Eminem & Elton John do the Grammies
Saturday, March 10 2001, 6:06 PM
I believed twenty years ago and I believe today that mature American students and professors can engage in conversation and controversy, in the clash of ideas, with [Communists] anywhere without becoming contaminated or converted. To deny this would be to admit that in a realm of ideas, faith and conviction, the [Communist] cause, dogma and doctrine, are stronger than our own.
--Edward R. Murrow, March 1954
I've been watching the hoopla surrounding Eminem with a modicum of interest. Seems to me that this outrage is part and parcel of a world that wants hate speech declared illegal and hate crimes laws enacted. You know the world I mean, the one with the people in it who think that when the voices on the right want things declared illegal it's legislating morality and promoting censorship, but when that same desire comes from the left, it's hate crimes and hate speech, which is somehow different.
So I've been watching with interest the press releases from Gay & Lesbian Alliance Against Defamation condemning the Grammy committee for nominating Eminem for awards. And I've watched with amusement the utter failure of gay activists to generate any interest or participation in the protests of the Grammy awards themselves, followed by utter shock and disbelief that no one showed up to man the barricades. Add to this the continued questioning of musicians about their position on the matter, with Melissa Etheridge reminding everyone that free speech is for all speech, not just speech we like, as the only statement that's come close to mirroring my own position on this matter: why is Eminem so scary that he's worth censoring?
Add to this the left's insistence that Elton John's behavior in sharing the stage with Eminem is "shockingly inappropriate", a statement which quite frankly hasn't thus far been met with the kind of outrage I felt upon reading it. How dare anyone suggest that Elton John "needs to find his conscience", as though he had somehow "betrayed his people" by singing with this man.

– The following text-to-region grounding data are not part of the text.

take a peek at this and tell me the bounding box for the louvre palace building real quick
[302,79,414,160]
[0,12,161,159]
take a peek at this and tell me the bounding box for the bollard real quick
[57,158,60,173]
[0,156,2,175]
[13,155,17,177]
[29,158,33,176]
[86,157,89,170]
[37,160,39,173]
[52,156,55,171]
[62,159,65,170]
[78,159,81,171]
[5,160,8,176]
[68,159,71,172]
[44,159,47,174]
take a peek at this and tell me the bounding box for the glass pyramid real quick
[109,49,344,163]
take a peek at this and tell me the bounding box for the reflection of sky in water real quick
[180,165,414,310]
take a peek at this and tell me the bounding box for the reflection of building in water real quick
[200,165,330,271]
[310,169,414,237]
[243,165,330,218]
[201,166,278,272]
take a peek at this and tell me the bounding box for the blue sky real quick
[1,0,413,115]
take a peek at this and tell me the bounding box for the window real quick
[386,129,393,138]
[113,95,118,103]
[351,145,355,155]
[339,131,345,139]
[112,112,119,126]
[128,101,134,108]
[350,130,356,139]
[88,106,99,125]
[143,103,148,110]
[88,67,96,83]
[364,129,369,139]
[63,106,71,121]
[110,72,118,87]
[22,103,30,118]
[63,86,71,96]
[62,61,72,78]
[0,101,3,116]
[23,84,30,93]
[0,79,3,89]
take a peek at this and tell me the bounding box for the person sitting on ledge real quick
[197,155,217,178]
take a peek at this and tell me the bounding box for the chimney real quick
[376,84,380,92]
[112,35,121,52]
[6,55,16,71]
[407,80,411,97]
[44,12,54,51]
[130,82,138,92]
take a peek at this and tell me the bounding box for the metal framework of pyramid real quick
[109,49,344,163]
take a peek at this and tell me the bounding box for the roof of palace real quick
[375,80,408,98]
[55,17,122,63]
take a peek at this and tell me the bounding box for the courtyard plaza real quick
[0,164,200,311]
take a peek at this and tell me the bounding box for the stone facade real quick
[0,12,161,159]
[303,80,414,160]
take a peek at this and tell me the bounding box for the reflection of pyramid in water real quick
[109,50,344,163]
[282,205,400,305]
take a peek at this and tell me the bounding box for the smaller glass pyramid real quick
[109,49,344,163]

Aren't the photographs on the front pages of newspapers around the world, of Eminem, the so-called homophobe, wrapped up in a hug with the queerest man in the universe, worth it? The song they did together, the gist of which is about a fan who takes the object of his fannish obsession so seriously that he commits suicide over an imagined slight an object lesson here?

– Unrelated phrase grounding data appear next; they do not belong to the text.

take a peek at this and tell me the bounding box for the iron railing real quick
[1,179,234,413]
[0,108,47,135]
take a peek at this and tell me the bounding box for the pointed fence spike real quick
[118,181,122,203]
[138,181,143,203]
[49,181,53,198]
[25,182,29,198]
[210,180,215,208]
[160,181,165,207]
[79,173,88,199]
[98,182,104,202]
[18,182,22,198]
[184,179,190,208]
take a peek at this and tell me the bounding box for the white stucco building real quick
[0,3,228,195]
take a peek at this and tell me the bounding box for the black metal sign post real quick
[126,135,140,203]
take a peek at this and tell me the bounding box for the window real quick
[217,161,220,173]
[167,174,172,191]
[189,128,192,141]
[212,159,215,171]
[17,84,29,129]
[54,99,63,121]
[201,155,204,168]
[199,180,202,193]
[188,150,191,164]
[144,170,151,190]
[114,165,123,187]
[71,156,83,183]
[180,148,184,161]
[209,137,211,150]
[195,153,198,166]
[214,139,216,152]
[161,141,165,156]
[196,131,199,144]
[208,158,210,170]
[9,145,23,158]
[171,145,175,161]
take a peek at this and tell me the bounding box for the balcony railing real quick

What are we all so afraid of that lyrics to songs are worth the kind of condemnation we've witnessed over the past few weeks?
I understand that it's becoming rather routine for Shakespeare Festivals to debate the appropriateness of staging The Merchant of Venice for fear that the local Jewish community will picket or otherwise protest; the same apparently holds true for productions of Othello vis a vis the African American community. I also remember, from my days teaching Shakespeare, that the classes I either attended or taught with those two plays were some of the most lively I'd ever had the honor to participate in. A circumstance that seems to me to be sorely lacking in this age of "just say no" to things with which we disagree.
Possibly, the problem isn't quite as simple as "Eminem is a homophobe" or "his lyrics are homophobic". Ask a teacher, maybe. How do we explain homophobia, or racism, to a high school student in a way that makes the damage real and material? Before The Marshall Mathers LP, and the attendant press this white boy who raps real well has garnered, teachers could talk about individual words and the ways in which words have power. After, teachers can talk about the ideas behind those words, using the lyrics their students listen to every day as a vehicle for (one hopes) animated discussion of the issues.
Is Eminem smart enough to have done this on purpose? I can't say. But I can tell you this: the movement to suppress The Marshall Mathers LP has been so effective that I can't hear him on MTV, VH1 or on local radio stations. The only way I can hear his music is to purchase the CD.
How stupid is that?
Cynthia Hoffman is a member of the Bad Subjects Collective.